Despite their popularity among employees, informal messaging platforms pose significant risks to organisations’ cybersecurity.
The 2025 KnowBe4 Africa Annual Cybersecurity survey found that 93% of African respondents use WhatsApp for work communications, surpassing email and Microsoft Teams.
For many organisations, platforms like WhatsApp and Telegram have become integral to workplace communication. Ease of use is what makes them so popular, explains Anna Collard, senior vice-president: content strategy and evangelist at KnowBe4 Africa.
“Particularly on the continent, many people prefer WhatsApp because it’s fast, familiar and frictionless,” she asserts. “These apps are already on our phones and embedded in our daily routines.”
In terms of collaboration, these platforms also help employees to work together, especially in remote or hybrid work environments. “It feels natural to ping a colleague on WhatsApp, especially if you’re trying to get a quick answer,” she says. “But convenience often comes at the cost of control and compliance.”

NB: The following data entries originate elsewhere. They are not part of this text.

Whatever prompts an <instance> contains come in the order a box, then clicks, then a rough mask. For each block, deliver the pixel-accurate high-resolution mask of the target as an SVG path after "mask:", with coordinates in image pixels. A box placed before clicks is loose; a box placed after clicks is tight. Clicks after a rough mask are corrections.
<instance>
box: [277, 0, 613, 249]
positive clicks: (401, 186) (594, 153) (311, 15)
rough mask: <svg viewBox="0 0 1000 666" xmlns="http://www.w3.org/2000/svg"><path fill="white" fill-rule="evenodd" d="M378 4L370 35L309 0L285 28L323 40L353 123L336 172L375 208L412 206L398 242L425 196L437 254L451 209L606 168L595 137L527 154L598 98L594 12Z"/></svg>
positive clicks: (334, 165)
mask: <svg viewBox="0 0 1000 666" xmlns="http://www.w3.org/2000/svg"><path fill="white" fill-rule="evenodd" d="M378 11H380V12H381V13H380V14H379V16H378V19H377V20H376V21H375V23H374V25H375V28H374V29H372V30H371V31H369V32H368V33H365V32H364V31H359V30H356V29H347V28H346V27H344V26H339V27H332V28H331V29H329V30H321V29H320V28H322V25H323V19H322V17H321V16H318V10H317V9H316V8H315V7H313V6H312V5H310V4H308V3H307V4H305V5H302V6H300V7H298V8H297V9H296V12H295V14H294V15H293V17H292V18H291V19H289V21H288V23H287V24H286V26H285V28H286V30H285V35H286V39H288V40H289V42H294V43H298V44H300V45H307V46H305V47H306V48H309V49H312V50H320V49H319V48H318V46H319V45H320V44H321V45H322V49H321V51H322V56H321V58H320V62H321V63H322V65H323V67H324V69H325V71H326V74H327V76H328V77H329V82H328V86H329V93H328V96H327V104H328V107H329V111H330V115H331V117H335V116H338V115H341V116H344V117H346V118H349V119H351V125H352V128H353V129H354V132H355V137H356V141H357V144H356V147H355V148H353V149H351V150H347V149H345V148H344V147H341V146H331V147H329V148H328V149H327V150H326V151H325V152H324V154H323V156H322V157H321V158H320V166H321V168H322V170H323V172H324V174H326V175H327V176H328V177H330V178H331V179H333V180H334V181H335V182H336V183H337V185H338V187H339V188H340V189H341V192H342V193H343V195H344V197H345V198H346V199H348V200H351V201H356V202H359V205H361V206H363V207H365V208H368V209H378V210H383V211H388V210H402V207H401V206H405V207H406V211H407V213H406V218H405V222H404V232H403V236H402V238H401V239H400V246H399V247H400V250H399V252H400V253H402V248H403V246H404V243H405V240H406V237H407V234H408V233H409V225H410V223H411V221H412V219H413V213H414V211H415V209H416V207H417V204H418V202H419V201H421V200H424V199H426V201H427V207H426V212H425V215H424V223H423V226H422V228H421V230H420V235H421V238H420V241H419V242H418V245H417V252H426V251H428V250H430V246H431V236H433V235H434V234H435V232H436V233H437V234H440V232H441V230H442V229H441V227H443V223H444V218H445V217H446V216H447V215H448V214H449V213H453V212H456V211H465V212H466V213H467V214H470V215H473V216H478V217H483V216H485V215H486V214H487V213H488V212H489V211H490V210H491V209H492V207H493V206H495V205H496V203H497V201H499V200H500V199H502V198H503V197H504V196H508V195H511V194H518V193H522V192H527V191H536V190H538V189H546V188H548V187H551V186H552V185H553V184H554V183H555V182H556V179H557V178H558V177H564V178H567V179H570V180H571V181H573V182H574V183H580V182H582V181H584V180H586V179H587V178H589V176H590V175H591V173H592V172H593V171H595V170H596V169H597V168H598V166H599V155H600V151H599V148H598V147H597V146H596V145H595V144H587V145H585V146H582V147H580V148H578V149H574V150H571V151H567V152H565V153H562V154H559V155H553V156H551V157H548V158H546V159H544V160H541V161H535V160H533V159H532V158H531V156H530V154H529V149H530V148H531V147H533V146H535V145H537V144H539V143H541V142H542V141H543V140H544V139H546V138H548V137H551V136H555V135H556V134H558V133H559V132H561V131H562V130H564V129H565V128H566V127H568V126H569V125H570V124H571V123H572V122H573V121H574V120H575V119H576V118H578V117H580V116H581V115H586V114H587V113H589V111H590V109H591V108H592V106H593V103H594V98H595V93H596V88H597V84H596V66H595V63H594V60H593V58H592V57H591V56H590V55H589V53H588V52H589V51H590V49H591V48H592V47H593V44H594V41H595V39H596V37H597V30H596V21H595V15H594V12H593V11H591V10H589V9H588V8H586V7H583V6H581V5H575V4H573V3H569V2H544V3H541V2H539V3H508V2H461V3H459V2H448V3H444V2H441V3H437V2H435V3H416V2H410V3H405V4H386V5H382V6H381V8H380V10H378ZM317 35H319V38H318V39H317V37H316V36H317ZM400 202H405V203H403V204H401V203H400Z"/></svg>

Recent cases have underscored the risks of using informal platforms for professional communication. Increasingly, WhatsApp messages are being used as evidence in employee tribunals and other legal cases. The British bank NatWest has gone so far as to ban WhatsApp messages among its staff. In the US, a top-secret military attack on Yemen was leaked on the messaging platform Signal earlier this year, with the plan inadvertently shared with a newspaper editor and other civilians, including the Defence Secretary’s wife and brother.
Official communications ending up on personal devices and informal platforms is a problem very clearly not exclusive to the corporate sector.
“There are multiple layers of risk,” states Collard. “It’s important to remember that WhatsApp wasn’t built for internal corporate use, but as a consumer tool. Because of that, it doesn’t have the same business-level and privacy controls embedded in it that an enterprise communication tool, such as Microsoft Teams or Slack, would have.”
The biggest risk for organisations is data leakage. “Accidental or intentional sharing of confidential information, such as client details, financial figures, internal strategies or login credentials, on informal groups can have disastrous consequences,” she says.
“It’s also completely beyond the organisation’s control, creating a shadow IT problem.”
This is a growing concern, as the 2025 KnowBe4 Africa Annual Cybersecurity survey notes that up to 80% of respondents use personal devices for work, many of which are unmanaged, creating significant blind spots for organisations.
Another major risk is the lack of auditability. “Informal platforms lack the audit trails necessary for compliance with regulations, particularly in industries like finance with strict data-handling requirements,” explains Collard.
Phishing and identity theft are also threats. “Attackers love platforms where identity verification is weak,” she says, adding that at least 10 people in her personal network have reported being victims of WhatsApp impersonation and take-over scams.
“Once the scammer gains access to the account, in many cases via SIM swaps, the real user is locked out and they have access to all their previous communications, contacts and files. They then impersonate the victim to deceive their contacts, often asking for money or even more personal information.”
Beyond security, using these channels can also lead to inappropriate communication among employees or the blurring of work-life boundaries, resulting in burnout. “Having a constant stream of messages can also be distracting and lower productivity,” says Collard.
To mitigate these risks, it’s important that organisations set up a clear communications strategy, Collard says. “First, provide secure alternatives. Don’t just tell people what not to use. Make sure that tools like Teams or Slack are easy to access and clearly endorsed.”
The next step is to educate employees on why secure communication matters. “This training should include digital mindfulness principles, such as to pause before sending, think about what you’re sharing and with whom, and be alert to emotional triggers like urgency or fear, as these are common tactics in social engineering attacks,” shares Collard.
“By promoting psychological safety, employees feel comfortable questioning odd requests, even if they appear to come from a boss or client.”
This is particularly vital given the “confidence gap” highlighted in the new KnowBe4 Africa Human Risk Management Report 2025, where high perceived awareness of cybersecurity policies often doesn’t translate into employees feeling fully confident or supported in reporting incidents or questioning suspicious communications.
By introducing approved communication tools, organisations can benefit from additional security features, such as audit logs, data protection, access control and integration with other business tools.
“These platforms also support more mindful communication norms, like scheduling messages or setting availability statuses,” says Collard. “Using approved platforms helps maintain healthy boundaries, so work doesn’t creep into every corner of your personal life. It’s about digital wellbeing as much as it is about cybersecurity.”
In conclusion, Collard maintains that while informal messaging offers convenience, its unchecked use introduces significant cyber risks. “Organisations must move beyond simply acknowledging the problem and proactively implement clear policies, provide secure alternatives, and empower employees with the digital mindfulness needed to navigate these cyber-risk zones safely.”